Спешу послать запоздавшее поздравление от всего нашего здешнего дома вкупе с Денисовыми нашей милой хорошей имениннице, и Ивана Сергеевича с дорогой именинницей! Храни Вас Господь! Ваши Карташевы и Денисовы (Иван Кузьмич и Надежда Михайловна).
P.S. Простите за наспех написанное!
1. VIII. 1933.
Ланды.Здравствуйте, милые, Павла Полиевктовна и Антон Владимирович,
Ольга Александровна горячо благодарит Вас за привет-поздравление, сама никак не удосужится писать, так устает от хлопот нашей, правда, несложной жизни. Но при «несложной»-то жизни, когда приходится изворачиваться, хлопот больше, чем при широкой, вольной: легче, ведь, новое платье шить, чем переделывать-выворачивать. Да и болезни ее замучили, только вот пять последних дней стали проходить боли груди и шеи, помог совет заочный Серова-друга175. Благодарение сердечное и Вашим милым хозяевам и добрым русским людям Надежде Михайловне и Ивану Кузьмичу. Кстати: когда-то, на первых порах моей литературной работы был у меня рассказ «Иван Кузьмич», напечатанный в «Журнале для всех» Миролюбова176, не взял я его в книги, ранний, и шло там дело о старике-купце помнится, добрый был старик, богомольный, как молоди́к Иван Кузьмич.
Итак, Вы в Ривьере, так сказать, купаетесь.

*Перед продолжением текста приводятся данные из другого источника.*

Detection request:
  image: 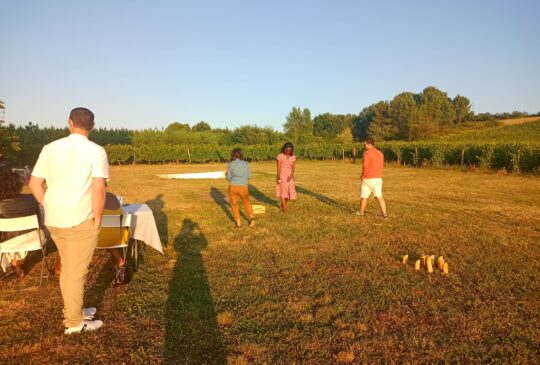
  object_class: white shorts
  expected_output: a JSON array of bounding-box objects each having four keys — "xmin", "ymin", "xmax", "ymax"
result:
[{"xmin": 360, "ymin": 177, "xmax": 382, "ymax": 199}]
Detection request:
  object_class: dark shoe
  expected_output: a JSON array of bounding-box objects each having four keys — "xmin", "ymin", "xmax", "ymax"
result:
[{"xmin": 113, "ymin": 264, "xmax": 127, "ymax": 286}]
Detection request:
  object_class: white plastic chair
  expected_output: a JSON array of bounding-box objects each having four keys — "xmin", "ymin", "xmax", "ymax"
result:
[{"xmin": 0, "ymin": 214, "xmax": 47, "ymax": 285}]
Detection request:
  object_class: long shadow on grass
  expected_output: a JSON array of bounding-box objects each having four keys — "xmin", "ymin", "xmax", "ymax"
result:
[
  {"xmin": 145, "ymin": 194, "xmax": 169, "ymax": 246},
  {"xmin": 249, "ymin": 184, "xmax": 279, "ymax": 208},
  {"xmin": 296, "ymin": 185, "xmax": 347, "ymax": 209},
  {"xmin": 164, "ymin": 219, "xmax": 227, "ymax": 364},
  {"xmin": 210, "ymin": 186, "xmax": 248, "ymax": 222}
]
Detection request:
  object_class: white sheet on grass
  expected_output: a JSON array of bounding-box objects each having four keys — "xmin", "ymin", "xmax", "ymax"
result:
[{"xmin": 157, "ymin": 171, "xmax": 225, "ymax": 179}]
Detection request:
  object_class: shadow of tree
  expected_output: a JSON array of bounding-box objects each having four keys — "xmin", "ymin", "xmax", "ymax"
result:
[
  {"xmin": 145, "ymin": 194, "xmax": 169, "ymax": 247},
  {"xmin": 248, "ymin": 184, "xmax": 279, "ymax": 208},
  {"xmin": 210, "ymin": 186, "xmax": 248, "ymax": 222},
  {"xmin": 296, "ymin": 185, "xmax": 347, "ymax": 210},
  {"xmin": 164, "ymin": 219, "xmax": 227, "ymax": 364}
]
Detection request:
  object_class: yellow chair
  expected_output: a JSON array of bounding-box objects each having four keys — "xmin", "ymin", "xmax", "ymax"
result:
[{"xmin": 96, "ymin": 208, "xmax": 131, "ymax": 260}]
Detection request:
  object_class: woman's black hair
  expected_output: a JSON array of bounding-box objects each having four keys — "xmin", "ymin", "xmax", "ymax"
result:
[
  {"xmin": 231, "ymin": 148, "xmax": 245, "ymax": 161},
  {"xmin": 0, "ymin": 171, "xmax": 23, "ymax": 200},
  {"xmin": 281, "ymin": 142, "xmax": 294, "ymax": 156}
]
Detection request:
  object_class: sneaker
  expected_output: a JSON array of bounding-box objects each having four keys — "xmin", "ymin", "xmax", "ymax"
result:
[
  {"xmin": 64, "ymin": 320, "xmax": 103, "ymax": 335},
  {"xmin": 113, "ymin": 264, "xmax": 126, "ymax": 286},
  {"xmin": 83, "ymin": 307, "xmax": 97, "ymax": 320}
]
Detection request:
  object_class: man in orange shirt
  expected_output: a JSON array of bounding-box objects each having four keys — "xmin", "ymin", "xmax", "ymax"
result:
[{"xmin": 356, "ymin": 137, "xmax": 388, "ymax": 219}]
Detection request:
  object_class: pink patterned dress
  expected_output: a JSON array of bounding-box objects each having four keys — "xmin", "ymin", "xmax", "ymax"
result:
[{"xmin": 276, "ymin": 153, "xmax": 296, "ymax": 200}]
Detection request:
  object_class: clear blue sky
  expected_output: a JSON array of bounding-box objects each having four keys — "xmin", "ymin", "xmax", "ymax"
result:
[{"xmin": 0, "ymin": 0, "xmax": 540, "ymax": 129}]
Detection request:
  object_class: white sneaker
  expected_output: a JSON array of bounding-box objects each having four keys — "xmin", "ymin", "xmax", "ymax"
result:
[
  {"xmin": 83, "ymin": 307, "xmax": 97, "ymax": 320},
  {"xmin": 64, "ymin": 320, "xmax": 103, "ymax": 335}
]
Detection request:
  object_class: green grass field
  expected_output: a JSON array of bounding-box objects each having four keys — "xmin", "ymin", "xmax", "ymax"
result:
[{"xmin": 0, "ymin": 161, "xmax": 540, "ymax": 364}]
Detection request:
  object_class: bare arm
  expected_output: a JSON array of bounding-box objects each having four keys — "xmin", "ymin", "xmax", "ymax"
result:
[
  {"xmin": 362, "ymin": 152, "xmax": 369, "ymax": 180},
  {"xmin": 28, "ymin": 176, "xmax": 45, "ymax": 205},
  {"xmin": 92, "ymin": 177, "xmax": 107, "ymax": 229},
  {"xmin": 287, "ymin": 161, "xmax": 296, "ymax": 181}
]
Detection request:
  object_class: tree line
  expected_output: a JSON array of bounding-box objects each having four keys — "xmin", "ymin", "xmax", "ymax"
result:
[{"xmin": 0, "ymin": 86, "xmax": 540, "ymax": 164}]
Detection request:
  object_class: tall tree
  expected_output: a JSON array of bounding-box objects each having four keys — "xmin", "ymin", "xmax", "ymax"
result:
[
  {"xmin": 283, "ymin": 107, "xmax": 313, "ymax": 143},
  {"xmin": 388, "ymin": 92, "xmax": 418, "ymax": 139},
  {"xmin": 0, "ymin": 100, "xmax": 21, "ymax": 162},
  {"xmin": 191, "ymin": 120, "xmax": 212, "ymax": 132},
  {"xmin": 165, "ymin": 122, "xmax": 191, "ymax": 133},
  {"xmin": 352, "ymin": 104, "xmax": 375, "ymax": 141},
  {"xmin": 452, "ymin": 95, "xmax": 472, "ymax": 124},
  {"xmin": 313, "ymin": 113, "xmax": 356, "ymax": 140},
  {"xmin": 368, "ymin": 101, "xmax": 398, "ymax": 140},
  {"xmin": 420, "ymin": 86, "xmax": 456, "ymax": 131}
]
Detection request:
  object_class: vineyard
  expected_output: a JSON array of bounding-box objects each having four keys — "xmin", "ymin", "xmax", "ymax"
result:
[
  {"xmin": 439, "ymin": 118, "xmax": 540, "ymax": 143},
  {"xmin": 5, "ymin": 121, "xmax": 540, "ymax": 174},
  {"xmin": 100, "ymin": 142, "xmax": 540, "ymax": 173}
]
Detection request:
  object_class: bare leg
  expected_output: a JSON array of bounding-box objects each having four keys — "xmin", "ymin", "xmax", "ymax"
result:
[
  {"xmin": 279, "ymin": 198, "xmax": 287, "ymax": 213},
  {"xmin": 281, "ymin": 198, "xmax": 289, "ymax": 213},
  {"xmin": 54, "ymin": 255, "xmax": 62, "ymax": 277},
  {"xmin": 109, "ymin": 248, "xmax": 126, "ymax": 267},
  {"xmin": 11, "ymin": 260, "xmax": 25, "ymax": 279},
  {"xmin": 377, "ymin": 196, "xmax": 386, "ymax": 217},
  {"xmin": 360, "ymin": 198, "xmax": 367, "ymax": 215}
]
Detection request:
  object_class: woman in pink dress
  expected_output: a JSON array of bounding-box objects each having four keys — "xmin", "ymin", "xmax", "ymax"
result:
[{"xmin": 276, "ymin": 142, "xmax": 296, "ymax": 213}]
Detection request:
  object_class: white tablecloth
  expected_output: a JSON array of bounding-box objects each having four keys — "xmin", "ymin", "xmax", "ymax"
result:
[{"xmin": 122, "ymin": 204, "xmax": 163, "ymax": 253}]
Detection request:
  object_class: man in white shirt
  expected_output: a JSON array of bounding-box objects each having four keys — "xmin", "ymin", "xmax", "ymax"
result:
[{"xmin": 29, "ymin": 108, "xmax": 109, "ymax": 334}]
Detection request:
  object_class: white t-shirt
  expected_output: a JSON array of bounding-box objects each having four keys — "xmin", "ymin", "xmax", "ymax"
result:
[{"xmin": 32, "ymin": 134, "xmax": 109, "ymax": 228}]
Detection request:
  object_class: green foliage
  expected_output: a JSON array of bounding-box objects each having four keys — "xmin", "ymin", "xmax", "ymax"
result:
[
  {"xmin": 232, "ymin": 125, "xmax": 283, "ymax": 145},
  {"xmin": 313, "ymin": 113, "xmax": 355, "ymax": 141},
  {"xmin": 0, "ymin": 120, "xmax": 21, "ymax": 161},
  {"xmin": 191, "ymin": 120, "xmax": 212, "ymax": 132},
  {"xmin": 440, "ymin": 118, "xmax": 540, "ymax": 143},
  {"xmin": 452, "ymin": 95, "xmax": 472, "ymax": 124},
  {"xmin": 165, "ymin": 122, "xmax": 191, "ymax": 133},
  {"xmin": 283, "ymin": 107, "xmax": 313, "ymax": 143}
]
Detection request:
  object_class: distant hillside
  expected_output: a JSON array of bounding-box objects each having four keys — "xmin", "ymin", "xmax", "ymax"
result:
[
  {"xmin": 436, "ymin": 117, "xmax": 540, "ymax": 142},
  {"xmin": 499, "ymin": 116, "xmax": 540, "ymax": 125}
]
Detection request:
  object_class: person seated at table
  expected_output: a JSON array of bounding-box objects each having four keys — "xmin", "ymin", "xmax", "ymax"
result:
[
  {"xmin": 55, "ymin": 192, "xmax": 129, "ymax": 285},
  {"xmin": 0, "ymin": 161, "xmax": 42, "ymax": 279}
]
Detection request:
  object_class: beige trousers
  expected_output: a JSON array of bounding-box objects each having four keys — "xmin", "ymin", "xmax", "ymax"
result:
[
  {"xmin": 47, "ymin": 219, "xmax": 100, "ymax": 328},
  {"xmin": 229, "ymin": 185, "xmax": 253, "ymax": 223}
]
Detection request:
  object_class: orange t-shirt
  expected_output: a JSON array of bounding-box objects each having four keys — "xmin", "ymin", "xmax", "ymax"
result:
[{"xmin": 362, "ymin": 147, "xmax": 384, "ymax": 179}]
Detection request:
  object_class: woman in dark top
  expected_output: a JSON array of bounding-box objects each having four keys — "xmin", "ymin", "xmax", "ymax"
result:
[{"xmin": 0, "ymin": 161, "xmax": 40, "ymax": 278}]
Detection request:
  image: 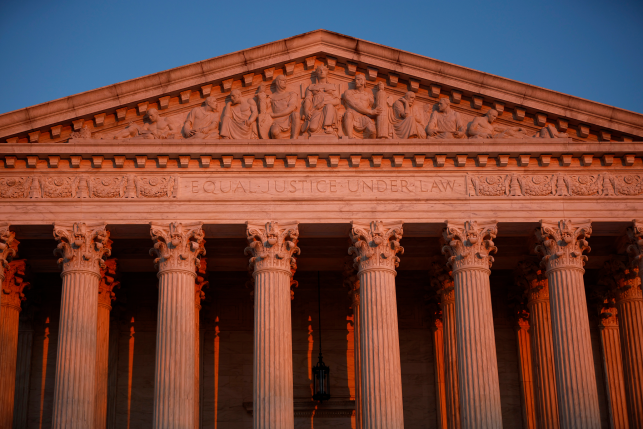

А мы лесуем, шишки сбираем на растопку, поим чайком гостей. Много здесь нашей братии бродяжной 70 человек мальчиков-скаутов, фермеры еще, Поповы, утонувшие в куриных топях, так сказать в курином царстве, утином государстве, индюшачьем королевстве. Сии фермеры забирают нас на воскресенье на автомобиль, и мы часа четыре гуляем в зоологическом саду, ибо и четвероногие имеются.
Ивик еще у отца, в Руаяне, на океяне, в Шарант-Инферьер, пробудет, думается, до 20 августа. К скаутам его не устраивала Юля (и не думала!), и будет он у нас, велосипед его уже привезли знакомые. Аз, грешный, перемогаюсь, всячески, как безработный, что поделаешь, такова судьба, значит. Роман пребывает в девстве, и на поругание не отдам его. Пока переводится на немецкий язык177. Вышла только что у немцев в журнале «Эккарт» в переводе д-ра Артура Лютера повесть «Про одну старуху» «Вальфар нах Брот»178. В этом есть и статья проф. И. А. Ильина о русской эмиграции, где говорится и о Вас, милый Антон Владимирович. Ага, попались! Но я не рискую посылать , не зная точного адреса. Шлю письмо сие наудачу, на град «Ля Напуль», как указано только в письме Павлы Полиевктовны. Когда скажете, куда выслать, вышлю для ознакомления. Обещают немцы заплатить 50 марок, да у них мораторий179, вышлют ли? И книжечкой обещали выпустить. Но что удивило и порадовало меня, издательство и редактор журнала разослали циркулярное письмо 120 Дихтер унд Шрифтштеллер ин Дейтчлянд, с приложением журнала, и заявляют ! что «все должны признать, что повесть Шмелева не может не остановить внимания, как» И тут навалили мне словес и потому де каждый обязан писать о ней в газетах и журналах своих, дабы еще более широкую дорогу получил названный Шмелев в Германии, на славу нам, на страх врагам. Ну, пущай их мне не жалко, лишь бы и марки слали. Перевод блестящий. Мне повезло: Артур Лютер не удосуживается переводить современников, он лучший переводчик, между прочим, Пушкина. Это мне аванс, будто. По секрету скажу: как будто есть маленькая надежда, что он не откажется переводить «Лето Господне», по поводу которого прислал он мне трогательное письмо, о ритме жизни той и современной: ритм он уловил в «Лете», особый ритм180. Но сейчас в Германии трудно с издателями, стеснены всячески. И как еще меня, иностранца, терпят?